Eyewitness research has repeatedly shown that exposure to postevent information can affect a witness’s ability to accurately report details of an originally encoded event. In everyday life, postevent information might be encountered when individuals who have shared the same experience discuss this with one another. Even when each person has witnessed the same event, their memories are likely to differ because of naturally occurring differences in the details attended to at the time, as well as differences in each person’s ability to accurately remember those details. Despite initial differences in recollections of an event, when people talk about their memories they can influence each other such that their subsequent individual memory reports become similar. The phenomenon of people’s memory reports becoming similar to one another’s following a discussion has been referred to as “memory conformity.” This research paper discusses the ways in which researchers have investigated conformity in eyewitness reports, typical research findings, and current theoretical explanations for the memory conformity effect.
When memory conformity occurs in the context of a forensic investigation, there can be serious implications. For example, it might be assumed that seemingly corroborative witness statements are a product of independent witnesses with consistent versions of events, when in fact memory conformity might be responsible for the similarities if there has been some form of interaction between cowitnesses. Therefore, it is important that the police take care not to give undue weight to the consistency of statements from witnesses who may have talked when judging the accuracy of an eyewitness account.
A typical paradigm used to investigate memory conformity in eyewitness reports involves pairs of participants being led to believe that they have encoded the same stimuli (often a simulated crime event shown on video or slides), when in reality they are shown stimuli that bear a similarity but differ in critical ways. These critical differences can take the form of added items (where one dyad member sees an item that his or her partner did not and vice versa) or contradicting items (where both dyad members see the same item, but details of this item differ in terms of color or product). This manipulation allows different features of the encoded stimuli to be observed by each participant. Dyad members are then given time to discuss what they have seen. An individual recall test for the originally encoded stimuli is then administered to examine the effects of cowitness discussion on memory. The dependent variable of interest is whether, and how often, witnesses report an item at test that they have encountered from a cowitness as opposed to seeing with their own eyes.
Alternative procedures to investigate memory conformity include using a confederate to act as a cowitness and purposefully introduce items of misleading postevent information into the discussion. Other experiments have presented cowitness information indirectly by incorporating it into a recall questionnaire, or the experimenter reveals responses that have purportedly been given by other witnesses.

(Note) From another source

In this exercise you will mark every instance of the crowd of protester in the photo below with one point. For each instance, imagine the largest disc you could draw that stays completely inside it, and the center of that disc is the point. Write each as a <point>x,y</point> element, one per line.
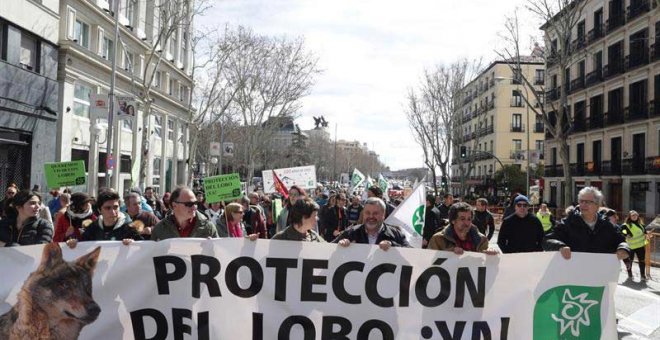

A common finding for memory conformity research, regardless of procedure or stimuli used, is thatsocial influences encountered in the form of postevent information from a cowitness can mediate accuracy in joint recall and recognition tasks, with individuals often exhibiting conformity to the suggestions and judgments of others. Significant conformity effects are also evident following a delay in postdiscussion memory tests that are performed alone.
Theoretical explanations for conformity in eyewitness reports share strong parallels with those accounting for the effects of postevent information on memory. For example, research has shown that source misattributions account in part for conformity in eyewitness reports, as individuals sometimes claim to remember seeing items of information that have actually been encountered from a cowitness. Informational motivations to report accurate information at test are also thought to play a role. Here, individuals choose to report the postevent information encountered from a cowitness at test if it is accepted as veridical. Informational motivations to conform are often evident in situations where individuals doubt the accuracy of their own memory or when the information encountered from another individual convinces them that their initial judgment was erroneous. In support of this, research has found that the influence exerted by one person on another’s memory judgments can be modulated by person perception factors. For example, tendencies to conform can be increased (or decreased) by manipulating the perceptions of each individual regarding the relative knowledge each has of stimuli they encoded together as a dyad. Similar effects can be obtained by manipulating the perceived relative competence of each individual or the overt confidence with which individuals make their assertions to each other.
Research continues to explore which factors can increase, decrease, and possibly eliminate the longer-term effects of conformity on memory. However, progress in addressing such issues has been hampered by the complexity of the phenomenon itself, due to the inherently dynamic and variable nature of realistic interactions between individuals. Despite this, new paradigms to investigate conformity in eyewitness reports are being developed and refined so that the effects of naturalistic interactions on subsequent memory reports can be investigated with full experimental control.
References:
- Gabbert, F., Memon, A., & Allan, K. (2003). Memory conformity: Can eyewitnesses influence each other’s memories for an event? Applied Cognitive Psychology, 17, 533-543.
- Roediger, H. L., Meade, M. L., & Bergman, E. T. (2001). Social contagion of memory. Psychonomic Bulletin & Review, 8, 365-371.
- Shaw, J. S., Garven, S., & Wood, J. M. (1997). Co-witness information can have immediate effects on eyewitness memory reports. Law and Human Behavior, 21, 503-523.
- Wright, D. B., Self, G., & Justice, C. (2000). Memory conformity: Exploring misinformation effects when presented by another person. British Journal of Psychology, 91, 189-202.